Published in New Age on Tuesday, 14 April 2015.
District budget unlikely from next FY
Shakhawat Hossain
The government is likely to stop district budget from the new fiscal year after running it for a couple of years on an experimental basis with the eventual goal of strengthening the local administration.
Finance ministry officials confirmed recently that there would be no more showing of separate allocation for the districts in the next budget.
They said the district budget was set to go off as there is no constitutional obligation to formulate it. Moreover, ruling party parliamentarians are also opposing the concept.
The development would dishearten 82-year old finance minister AMA Muhith who aimed at discentralising the national budget through the much-talked-about district budget to cater to the needs of rural people and boost economic growth.
In two years of piloting, the government picked Tangail as the lone district under the Zilla Budget in the first year of 2013-14. Divisional districts of Chittagong, Syhlet, Rajshahi, Khulna, Barisal and Rangpur have been added in the outgoing fiscal year.
Bureaucrats have been opposing the district budget since the concept was announced in 2009-10. Only separate allocation for the districts without a legal framework would not be meaningful within the existing system of the central budget, they said.
But Muhith emphasised that local administration could be empowered through the district budget for the development of the country’s socio-economic condition.
Many ruling party members in parliaments last year in pre-budget discussions opposed the idea of strengthening the local administration.
Rafiqul Islam, chairman of the previous parliamentary standing committee on the ministry of shipping, said district budget would spell ‘disaster’ for the lawmakers.
He pointed out district budget would make the Upazila chairmen more important to the people than the elected lawmakers.

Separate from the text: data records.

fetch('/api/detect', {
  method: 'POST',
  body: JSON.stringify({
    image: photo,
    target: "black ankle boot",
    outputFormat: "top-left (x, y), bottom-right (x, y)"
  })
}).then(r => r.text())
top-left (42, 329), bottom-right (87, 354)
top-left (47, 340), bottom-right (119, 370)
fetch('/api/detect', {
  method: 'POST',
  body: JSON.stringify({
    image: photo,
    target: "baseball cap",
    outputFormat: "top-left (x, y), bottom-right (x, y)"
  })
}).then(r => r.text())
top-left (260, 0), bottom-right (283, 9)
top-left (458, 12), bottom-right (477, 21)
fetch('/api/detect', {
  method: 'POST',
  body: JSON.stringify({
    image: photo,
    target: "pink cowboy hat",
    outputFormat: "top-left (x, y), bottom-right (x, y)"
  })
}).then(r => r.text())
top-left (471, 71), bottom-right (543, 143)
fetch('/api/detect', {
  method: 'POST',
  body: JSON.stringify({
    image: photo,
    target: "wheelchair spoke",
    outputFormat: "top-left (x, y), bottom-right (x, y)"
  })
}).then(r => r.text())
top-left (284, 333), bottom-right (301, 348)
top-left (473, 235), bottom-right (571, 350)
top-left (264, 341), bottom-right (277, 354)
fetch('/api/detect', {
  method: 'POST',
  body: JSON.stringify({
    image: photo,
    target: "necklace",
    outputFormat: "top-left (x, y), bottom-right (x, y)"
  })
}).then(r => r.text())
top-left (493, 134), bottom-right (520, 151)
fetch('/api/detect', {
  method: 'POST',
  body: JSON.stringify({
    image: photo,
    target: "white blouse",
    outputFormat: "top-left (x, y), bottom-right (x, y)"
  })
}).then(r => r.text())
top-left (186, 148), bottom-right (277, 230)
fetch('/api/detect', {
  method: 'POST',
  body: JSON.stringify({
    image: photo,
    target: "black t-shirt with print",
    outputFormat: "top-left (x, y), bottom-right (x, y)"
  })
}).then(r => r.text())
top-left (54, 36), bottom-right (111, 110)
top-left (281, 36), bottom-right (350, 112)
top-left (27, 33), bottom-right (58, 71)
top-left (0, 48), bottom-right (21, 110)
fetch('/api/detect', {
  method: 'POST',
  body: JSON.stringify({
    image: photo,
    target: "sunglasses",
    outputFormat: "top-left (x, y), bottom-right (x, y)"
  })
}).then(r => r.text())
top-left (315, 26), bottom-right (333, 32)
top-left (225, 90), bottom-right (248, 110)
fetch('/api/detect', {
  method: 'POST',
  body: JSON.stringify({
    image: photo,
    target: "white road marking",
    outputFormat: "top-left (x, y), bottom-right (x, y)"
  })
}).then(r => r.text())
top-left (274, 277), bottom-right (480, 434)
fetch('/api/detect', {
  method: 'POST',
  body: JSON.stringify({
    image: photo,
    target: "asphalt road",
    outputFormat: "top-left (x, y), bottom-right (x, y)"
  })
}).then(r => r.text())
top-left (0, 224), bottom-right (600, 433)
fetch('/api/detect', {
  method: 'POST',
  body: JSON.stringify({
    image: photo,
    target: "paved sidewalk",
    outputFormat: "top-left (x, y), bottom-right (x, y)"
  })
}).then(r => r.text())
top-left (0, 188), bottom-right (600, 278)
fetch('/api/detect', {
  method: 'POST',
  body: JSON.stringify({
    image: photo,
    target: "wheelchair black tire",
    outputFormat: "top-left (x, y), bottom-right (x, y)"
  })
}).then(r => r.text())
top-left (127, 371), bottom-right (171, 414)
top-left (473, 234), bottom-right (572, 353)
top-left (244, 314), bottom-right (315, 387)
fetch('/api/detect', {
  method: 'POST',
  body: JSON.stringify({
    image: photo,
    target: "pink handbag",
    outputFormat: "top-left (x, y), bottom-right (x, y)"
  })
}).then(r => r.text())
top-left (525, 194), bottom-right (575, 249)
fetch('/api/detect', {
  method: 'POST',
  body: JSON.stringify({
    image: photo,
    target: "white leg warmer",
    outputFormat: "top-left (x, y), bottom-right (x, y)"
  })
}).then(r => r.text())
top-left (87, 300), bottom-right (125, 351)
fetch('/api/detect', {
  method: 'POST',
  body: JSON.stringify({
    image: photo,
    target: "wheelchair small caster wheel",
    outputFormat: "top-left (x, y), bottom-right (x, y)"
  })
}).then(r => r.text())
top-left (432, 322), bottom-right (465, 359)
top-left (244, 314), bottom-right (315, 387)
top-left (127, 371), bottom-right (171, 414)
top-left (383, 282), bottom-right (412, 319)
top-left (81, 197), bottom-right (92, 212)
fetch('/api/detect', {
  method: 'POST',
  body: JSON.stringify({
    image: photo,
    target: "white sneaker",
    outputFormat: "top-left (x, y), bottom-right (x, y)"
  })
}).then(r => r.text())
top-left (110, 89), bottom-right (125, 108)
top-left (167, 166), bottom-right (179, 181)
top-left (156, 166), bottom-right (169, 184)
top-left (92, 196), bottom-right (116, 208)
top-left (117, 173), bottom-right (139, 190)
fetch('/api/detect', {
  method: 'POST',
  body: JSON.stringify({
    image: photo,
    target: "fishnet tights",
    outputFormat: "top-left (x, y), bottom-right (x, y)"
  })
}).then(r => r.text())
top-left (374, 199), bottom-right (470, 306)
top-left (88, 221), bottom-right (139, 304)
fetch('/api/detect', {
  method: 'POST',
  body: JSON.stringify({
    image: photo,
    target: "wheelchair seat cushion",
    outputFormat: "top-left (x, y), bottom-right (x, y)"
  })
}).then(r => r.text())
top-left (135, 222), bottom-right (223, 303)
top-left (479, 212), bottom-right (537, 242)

Badiul Alam, chairman of Sujon, a civic group working for good governance, criticised the stand of the members of parliament against district budget saying it was very unfortunate.
He said district budget was in a nascent stage and ineffective in the absence of a legal framework.
Independent think-tank Centre for Policy Dialogue organised a dialogue on district budget last month in which speakers wanted that the government should improve the methods of formulating district budget in line with the demands of local people.
They said the district budget was yet to bring any desired impact in development at local level though it was a good tool to ensure development in the districts.
CPD distinguished fellow Debapriya Bhattacharya said the government should strengthen the structure of the local government to mobilise resources from the local government areas.